That's my understanding. A "gingerbread-like grave". 

_'Une tombe pain d'épices'_ = _'une tombe _d'aspect ou de la couleur_ du pain d'épices'_ (check the link out; looks like a simple earth-grave doesn't it?)


----------



## mkallet

Hmmm... Oui, je vois!  Thanks for being so thoughtful about this.


----------



## Surfin' Bird

En tout cas, je trouve que ce fil est une belle illustration des bienfaits du travail d'équipe !


----------



## xtrasystole

Chacun y met du sien. C'est le secret de la réussite !


----------



## Meille

Chacun ajoute son épice!


----------



## Surfin' Bird

Tant que la moutarde ne nous monte pas au nez !


----------



## xtrasystole

Toujours prêt à mettre ton grain de sel, Surfin' Bird


----------



## Nicomon

Bonjour,

J'ai trouvé ce qui suit... sur *cette page*:


> Or take this one, called ‘Cloud’:
> Fall gingerbread fall
> the wounded are far
> the plants are dead
> and the sick are barely breathing.​


Je préfère la version de meille pour les lignes 2 et 4... mais j'aime bien la répétition de "fall" dans la première.


----------



## xtrasystole

Well, IMHO this is a serious mistranslation...


----------



## Surfin' Bird

I really like that "Fall gingerbread, fall" thing.

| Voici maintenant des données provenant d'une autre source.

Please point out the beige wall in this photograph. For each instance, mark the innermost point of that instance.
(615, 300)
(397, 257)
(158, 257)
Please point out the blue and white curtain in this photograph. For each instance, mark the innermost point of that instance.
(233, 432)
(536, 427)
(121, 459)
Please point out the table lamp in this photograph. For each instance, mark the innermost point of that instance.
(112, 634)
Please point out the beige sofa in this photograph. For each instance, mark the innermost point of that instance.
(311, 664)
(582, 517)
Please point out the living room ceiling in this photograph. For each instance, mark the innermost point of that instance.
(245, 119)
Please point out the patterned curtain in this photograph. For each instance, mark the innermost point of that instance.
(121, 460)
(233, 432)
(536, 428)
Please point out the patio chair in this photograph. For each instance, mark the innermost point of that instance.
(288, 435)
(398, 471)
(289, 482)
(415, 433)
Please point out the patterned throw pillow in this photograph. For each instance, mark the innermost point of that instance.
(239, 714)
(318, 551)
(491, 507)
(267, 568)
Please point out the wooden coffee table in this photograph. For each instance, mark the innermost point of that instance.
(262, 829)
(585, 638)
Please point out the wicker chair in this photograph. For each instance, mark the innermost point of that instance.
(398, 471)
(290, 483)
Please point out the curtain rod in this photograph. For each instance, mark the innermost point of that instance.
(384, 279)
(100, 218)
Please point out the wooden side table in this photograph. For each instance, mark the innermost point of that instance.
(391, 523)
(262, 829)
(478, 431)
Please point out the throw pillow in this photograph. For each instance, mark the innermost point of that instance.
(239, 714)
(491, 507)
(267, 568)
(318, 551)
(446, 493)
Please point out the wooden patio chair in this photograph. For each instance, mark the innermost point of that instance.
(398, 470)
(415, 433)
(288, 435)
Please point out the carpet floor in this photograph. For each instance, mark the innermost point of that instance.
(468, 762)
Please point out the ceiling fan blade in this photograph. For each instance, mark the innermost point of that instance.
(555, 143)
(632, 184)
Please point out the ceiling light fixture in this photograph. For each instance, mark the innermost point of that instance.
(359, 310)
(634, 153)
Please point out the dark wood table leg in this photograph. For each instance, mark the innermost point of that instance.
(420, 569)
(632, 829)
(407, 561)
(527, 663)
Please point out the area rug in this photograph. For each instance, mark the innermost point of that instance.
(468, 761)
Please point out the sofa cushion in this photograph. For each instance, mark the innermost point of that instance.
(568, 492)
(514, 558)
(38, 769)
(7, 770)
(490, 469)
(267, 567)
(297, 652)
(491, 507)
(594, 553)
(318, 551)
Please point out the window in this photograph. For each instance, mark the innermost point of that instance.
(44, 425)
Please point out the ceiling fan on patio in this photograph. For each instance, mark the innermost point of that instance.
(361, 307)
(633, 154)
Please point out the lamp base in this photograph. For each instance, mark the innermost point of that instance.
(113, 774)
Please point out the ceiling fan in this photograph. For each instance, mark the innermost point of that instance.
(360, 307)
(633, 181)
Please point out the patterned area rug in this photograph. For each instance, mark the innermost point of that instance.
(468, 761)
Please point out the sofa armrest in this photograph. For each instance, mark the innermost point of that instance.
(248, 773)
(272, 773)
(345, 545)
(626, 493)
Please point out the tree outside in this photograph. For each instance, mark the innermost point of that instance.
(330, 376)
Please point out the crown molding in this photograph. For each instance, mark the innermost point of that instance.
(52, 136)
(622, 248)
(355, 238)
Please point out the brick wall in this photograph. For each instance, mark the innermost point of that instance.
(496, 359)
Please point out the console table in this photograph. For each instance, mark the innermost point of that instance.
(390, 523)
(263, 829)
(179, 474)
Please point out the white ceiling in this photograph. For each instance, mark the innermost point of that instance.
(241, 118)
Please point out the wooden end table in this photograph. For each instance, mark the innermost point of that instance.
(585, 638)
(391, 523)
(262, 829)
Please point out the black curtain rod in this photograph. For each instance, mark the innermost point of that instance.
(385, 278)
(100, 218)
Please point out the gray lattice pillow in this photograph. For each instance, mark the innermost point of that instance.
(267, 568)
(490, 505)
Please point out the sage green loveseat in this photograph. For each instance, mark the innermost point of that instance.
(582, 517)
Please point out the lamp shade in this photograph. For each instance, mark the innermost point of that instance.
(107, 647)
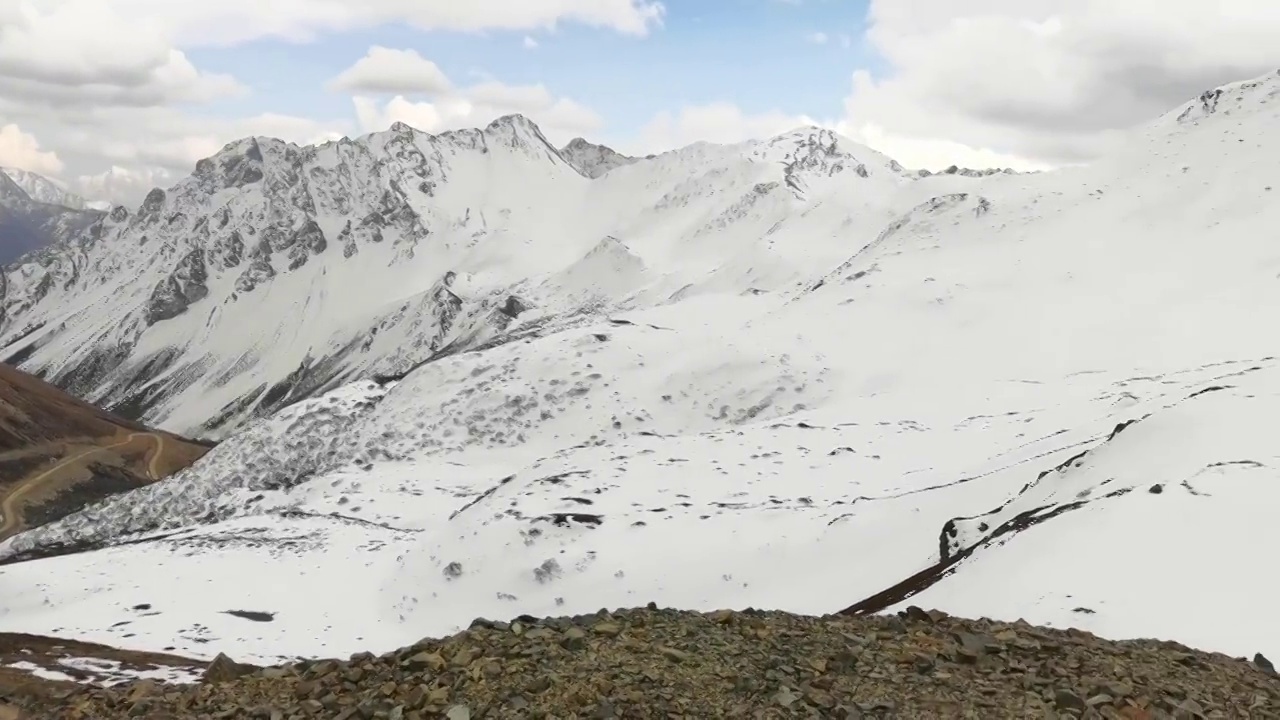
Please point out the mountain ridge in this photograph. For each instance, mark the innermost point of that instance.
(698, 379)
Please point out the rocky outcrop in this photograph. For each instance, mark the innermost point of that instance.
(654, 662)
(593, 160)
(184, 286)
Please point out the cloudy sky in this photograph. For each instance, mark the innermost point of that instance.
(115, 96)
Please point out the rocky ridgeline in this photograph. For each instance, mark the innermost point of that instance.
(673, 664)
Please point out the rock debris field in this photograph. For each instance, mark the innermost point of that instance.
(656, 662)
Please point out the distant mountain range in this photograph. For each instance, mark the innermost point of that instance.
(35, 212)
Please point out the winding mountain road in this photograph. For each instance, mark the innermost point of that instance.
(12, 502)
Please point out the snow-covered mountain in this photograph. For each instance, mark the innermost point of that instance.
(593, 160)
(48, 191)
(275, 272)
(778, 374)
(28, 223)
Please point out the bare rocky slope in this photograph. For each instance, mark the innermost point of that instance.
(59, 454)
(667, 664)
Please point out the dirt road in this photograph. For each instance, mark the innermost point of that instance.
(12, 502)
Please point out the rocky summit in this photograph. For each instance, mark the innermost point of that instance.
(652, 662)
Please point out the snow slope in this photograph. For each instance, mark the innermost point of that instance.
(976, 381)
(45, 190)
(275, 272)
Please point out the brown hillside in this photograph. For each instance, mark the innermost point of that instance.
(59, 452)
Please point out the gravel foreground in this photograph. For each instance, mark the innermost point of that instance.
(667, 664)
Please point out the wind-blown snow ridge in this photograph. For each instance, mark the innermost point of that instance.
(764, 379)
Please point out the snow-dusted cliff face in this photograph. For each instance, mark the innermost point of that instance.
(35, 222)
(593, 160)
(776, 374)
(275, 272)
(44, 190)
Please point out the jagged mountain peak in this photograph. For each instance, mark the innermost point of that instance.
(593, 159)
(45, 190)
(10, 190)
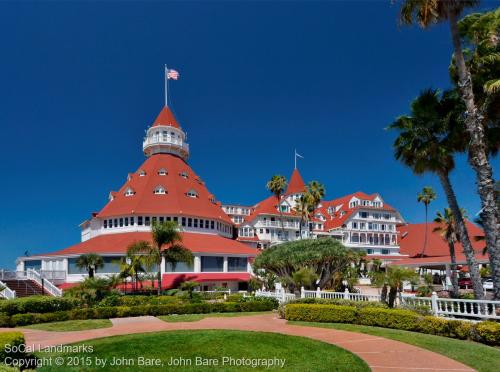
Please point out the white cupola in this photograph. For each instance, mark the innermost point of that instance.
(165, 136)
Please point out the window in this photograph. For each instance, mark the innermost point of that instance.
(160, 190)
(212, 264)
(236, 264)
(129, 191)
(192, 193)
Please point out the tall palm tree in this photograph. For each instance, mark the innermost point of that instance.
(90, 262)
(167, 243)
(277, 185)
(447, 228)
(426, 13)
(426, 196)
(426, 143)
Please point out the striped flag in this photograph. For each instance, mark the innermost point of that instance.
(172, 74)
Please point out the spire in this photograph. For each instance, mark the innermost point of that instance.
(166, 117)
(296, 184)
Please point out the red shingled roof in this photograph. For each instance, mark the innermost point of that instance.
(118, 244)
(174, 202)
(412, 240)
(166, 117)
(296, 184)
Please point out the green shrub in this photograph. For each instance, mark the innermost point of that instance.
(37, 304)
(14, 339)
(321, 313)
(389, 318)
(488, 332)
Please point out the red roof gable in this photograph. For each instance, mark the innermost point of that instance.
(166, 117)
(118, 244)
(296, 184)
(412, 240)
(174, 201)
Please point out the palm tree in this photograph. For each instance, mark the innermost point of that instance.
(427, 142)
(448, 230)
(166, 244)
(90, 262)
(277, 185)
(425, 13)
(426, 196)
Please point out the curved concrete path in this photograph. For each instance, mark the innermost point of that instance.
(379, 353)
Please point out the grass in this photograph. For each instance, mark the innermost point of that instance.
(197, 317)
(186, 347)
(71, 325)
(478, 356)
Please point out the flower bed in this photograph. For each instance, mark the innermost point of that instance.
(484, 332)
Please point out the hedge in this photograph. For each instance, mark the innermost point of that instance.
(37, 304)
(486, 332)
(102, 312)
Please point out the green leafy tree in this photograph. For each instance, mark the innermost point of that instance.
(426, 13)
(277, 185)
(427, 141)
(90, 262)
(426, 196)
(447, 228)
(324, 256)
(167, 243)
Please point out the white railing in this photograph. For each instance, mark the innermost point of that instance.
(45, 284)
(6, 292)
(452, 307)
(346, 295)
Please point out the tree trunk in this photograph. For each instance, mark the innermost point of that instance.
(426, 228)
(478, 157)
(464, 236)
(453, 268)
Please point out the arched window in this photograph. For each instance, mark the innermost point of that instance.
(129, 191)
(192, 193)
(160, 190)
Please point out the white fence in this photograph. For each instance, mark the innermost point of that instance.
(6, 292)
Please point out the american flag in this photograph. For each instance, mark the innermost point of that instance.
(172, 74)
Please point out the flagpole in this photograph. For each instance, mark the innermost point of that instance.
(166, 86)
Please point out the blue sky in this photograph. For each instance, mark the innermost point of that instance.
(80, 82)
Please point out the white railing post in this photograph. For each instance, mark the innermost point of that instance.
(434, 305)
(346, 294)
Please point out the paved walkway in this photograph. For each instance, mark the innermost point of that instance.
(381, 354)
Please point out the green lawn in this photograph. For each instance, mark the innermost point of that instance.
(185, 347)
(72, 325)
(196, 317)
(478, 356)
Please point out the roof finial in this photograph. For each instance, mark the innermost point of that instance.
(300, 156)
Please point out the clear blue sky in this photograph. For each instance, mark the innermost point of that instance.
(81, 82)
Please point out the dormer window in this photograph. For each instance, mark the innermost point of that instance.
(192, 193)
(129, 191)
(160, 190)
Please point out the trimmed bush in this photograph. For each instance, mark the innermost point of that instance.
(488, 332)
(38, 304)
(485, 332)
(321, 313)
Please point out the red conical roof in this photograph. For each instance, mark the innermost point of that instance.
(177, 179)
(296, 184)
(166, 117)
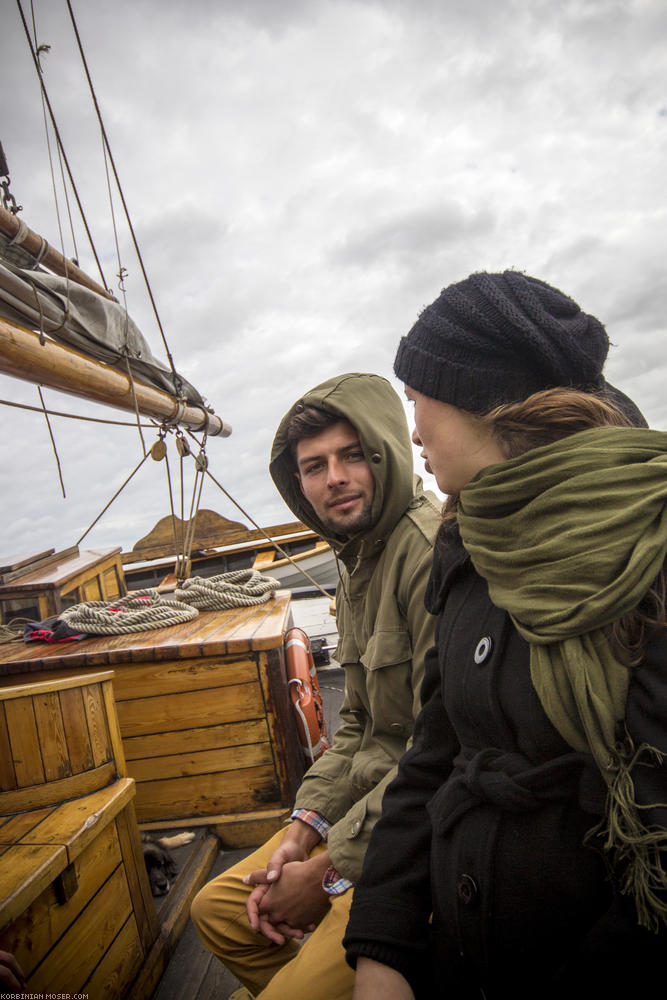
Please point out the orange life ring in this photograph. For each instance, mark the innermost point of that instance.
(305, 694)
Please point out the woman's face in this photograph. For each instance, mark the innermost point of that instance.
(455, 444)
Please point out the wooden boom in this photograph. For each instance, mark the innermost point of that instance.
(24, 356)
(49, 257)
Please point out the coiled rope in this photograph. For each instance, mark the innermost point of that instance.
(239, 588)
(139, 611)
(147, 609)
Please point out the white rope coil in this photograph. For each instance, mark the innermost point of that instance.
(139, 611)
(240, 588)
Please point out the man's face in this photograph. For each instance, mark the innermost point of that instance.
(336, 479)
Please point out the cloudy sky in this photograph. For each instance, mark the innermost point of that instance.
(303, 178)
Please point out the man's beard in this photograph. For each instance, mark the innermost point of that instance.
(355, 526)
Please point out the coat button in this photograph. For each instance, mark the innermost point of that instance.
(466, 889)
(483, 649)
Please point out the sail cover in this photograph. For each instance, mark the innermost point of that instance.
(92, 324)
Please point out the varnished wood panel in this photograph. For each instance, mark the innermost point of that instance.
(165, 713)
(25, 871)
(208, 794)
(193, 740)
(76, 729)
(174, 676)
(204, 762)
(73, 961)
(51, 792)
(119, 966)
(25, 750)
(51, 732)
(97, 726)
(30, 936)
(90, 590)
(15, 827)
(137, 877)
(7, 772)
(76, 824)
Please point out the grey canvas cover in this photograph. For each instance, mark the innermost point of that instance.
(74, 315)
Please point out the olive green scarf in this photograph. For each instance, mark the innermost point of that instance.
(570, 537)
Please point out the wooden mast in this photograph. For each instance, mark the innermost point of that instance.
(10, 225)
(24, 356)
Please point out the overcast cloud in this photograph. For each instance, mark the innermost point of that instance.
(303, 177)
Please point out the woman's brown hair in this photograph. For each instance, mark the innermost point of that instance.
(542, 419)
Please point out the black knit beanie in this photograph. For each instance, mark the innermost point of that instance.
(498, 338)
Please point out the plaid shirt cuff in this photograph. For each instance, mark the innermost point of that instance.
(313, 819)
(334, 884)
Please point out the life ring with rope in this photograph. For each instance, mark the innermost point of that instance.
(305, 694)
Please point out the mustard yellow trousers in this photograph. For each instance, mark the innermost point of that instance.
(314, 969)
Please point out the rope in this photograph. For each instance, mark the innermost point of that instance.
(13, 630)
(138, 612)
(240, 588)
(71, 416)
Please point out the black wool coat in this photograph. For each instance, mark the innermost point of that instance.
(480, 879)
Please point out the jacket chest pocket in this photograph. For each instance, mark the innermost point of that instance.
(387, 660)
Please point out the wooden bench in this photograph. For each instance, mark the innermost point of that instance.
(207, 725)
(75, 903)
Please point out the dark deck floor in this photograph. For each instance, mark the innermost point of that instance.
(193, 972)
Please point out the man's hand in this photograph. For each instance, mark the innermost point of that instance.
(296, 903)
(299, 840)
(374, 980)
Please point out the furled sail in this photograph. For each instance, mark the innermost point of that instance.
(97, 326)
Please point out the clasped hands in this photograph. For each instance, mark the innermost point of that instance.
(288, 900)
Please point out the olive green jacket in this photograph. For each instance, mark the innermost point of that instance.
(383, 627)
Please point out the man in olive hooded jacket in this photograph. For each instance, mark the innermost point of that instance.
(342, 461)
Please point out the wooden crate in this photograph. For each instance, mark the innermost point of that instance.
(75, 903)
(207, 726)
(59, 581)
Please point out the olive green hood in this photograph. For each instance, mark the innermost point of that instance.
(374, 408)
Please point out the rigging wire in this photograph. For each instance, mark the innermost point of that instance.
(71, 416)
(122, 198)
(118, 491)
(40, 49)
(53, 441)
(262, 531)
(60, 143)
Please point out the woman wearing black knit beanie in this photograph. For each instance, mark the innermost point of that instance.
(522, 849)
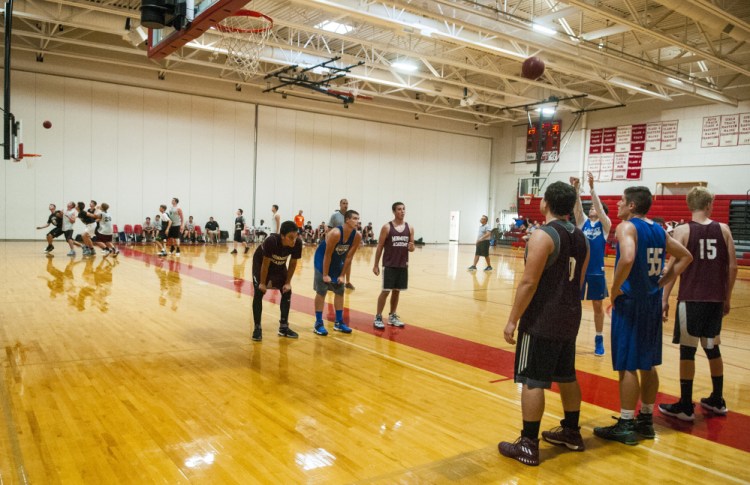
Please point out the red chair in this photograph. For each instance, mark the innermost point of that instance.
(128, 233)
(138, 233)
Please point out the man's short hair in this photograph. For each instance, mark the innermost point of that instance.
(287, 227)
(560, 198)
(699, 198)
(640, 197)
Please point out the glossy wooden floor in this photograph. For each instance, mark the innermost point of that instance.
(143, 371)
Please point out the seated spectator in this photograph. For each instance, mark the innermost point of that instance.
(212, 231)
(308, 234)
(189, 233)
(149, 230)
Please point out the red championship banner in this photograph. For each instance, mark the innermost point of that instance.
(710, 131)
(744, 138)
(729, 130)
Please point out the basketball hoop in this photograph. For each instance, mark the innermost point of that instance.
(244, 37)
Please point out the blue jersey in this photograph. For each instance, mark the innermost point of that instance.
(338, 257)
(643, 279)
(594, 232)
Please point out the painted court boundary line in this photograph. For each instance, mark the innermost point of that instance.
(732, 430)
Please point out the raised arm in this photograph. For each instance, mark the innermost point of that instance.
(599, 208)
(578, 209)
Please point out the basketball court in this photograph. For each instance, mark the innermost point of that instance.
(141, 369)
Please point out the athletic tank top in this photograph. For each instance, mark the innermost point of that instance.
(174, 215)
(396, 249)
(105, 224)
(707, 276)
(594, 232)
(338, 258)
(643, 279)
(555, 308)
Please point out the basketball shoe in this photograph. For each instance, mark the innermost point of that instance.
(320, 329)
(715, 404)
(679, 410)
(599, 345)
(287, 332)
(570, 437)
(394, 320)
(644, 425)
(525, 450)
(623, 431)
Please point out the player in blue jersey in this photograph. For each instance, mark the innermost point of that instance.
(636, 298)
(332, 260)
(596, 229)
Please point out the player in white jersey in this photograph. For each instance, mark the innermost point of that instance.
(175, 227)
(104, 232)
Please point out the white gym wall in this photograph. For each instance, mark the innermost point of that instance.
(135, 148)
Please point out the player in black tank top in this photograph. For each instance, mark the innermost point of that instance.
(548, 305)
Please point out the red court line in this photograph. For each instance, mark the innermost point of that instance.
(732, 430)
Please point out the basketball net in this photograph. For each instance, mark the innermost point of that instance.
(244, 37)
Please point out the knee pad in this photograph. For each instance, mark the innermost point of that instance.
(714, 353)
(688, 353)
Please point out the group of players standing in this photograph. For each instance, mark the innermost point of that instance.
(332, 264)
(565, 264)
(97, 231)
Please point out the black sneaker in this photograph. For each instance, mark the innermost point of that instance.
(523, 449)
(644, 425)
(683, 412)
(623, 431)
(287, 332)
(570, 437)
(717, 405)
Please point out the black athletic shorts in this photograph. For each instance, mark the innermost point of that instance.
(698, 322)
(483, 248)
(540, 362)
(395, 279)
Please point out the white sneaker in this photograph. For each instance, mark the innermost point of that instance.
(394, 320)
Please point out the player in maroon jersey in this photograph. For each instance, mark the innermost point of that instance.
(703, 299)
(395, 243)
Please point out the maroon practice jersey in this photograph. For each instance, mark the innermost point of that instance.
(707, 276)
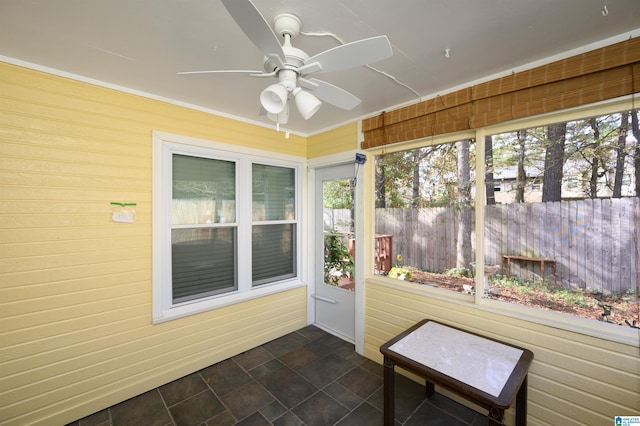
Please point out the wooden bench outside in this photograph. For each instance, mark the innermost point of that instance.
(540, 260)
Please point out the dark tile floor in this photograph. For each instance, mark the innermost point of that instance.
(308, 377)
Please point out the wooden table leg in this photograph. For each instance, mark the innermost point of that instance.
(521, 404)
(496, 416)
(389, 391)
(430, 388)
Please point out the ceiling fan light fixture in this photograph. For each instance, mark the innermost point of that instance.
(307, 103)
(282, 117)
(274, 98)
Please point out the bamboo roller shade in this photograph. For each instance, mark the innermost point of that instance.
(601, 74)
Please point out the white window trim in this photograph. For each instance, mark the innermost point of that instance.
(162, 306)
(593, 328)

In my opinion, even though it's not very clear (but it's not in French anyway!) it conveys the original meaning...


----------



## Nicomon

xtrasystole said:


> Well, IMHO this is a serious mistranslation...


 And imho, « tombe pain d'épices » can be interpreted many different ways. With a title like "Cloud", I personally read "fall". Not "tomb/grave".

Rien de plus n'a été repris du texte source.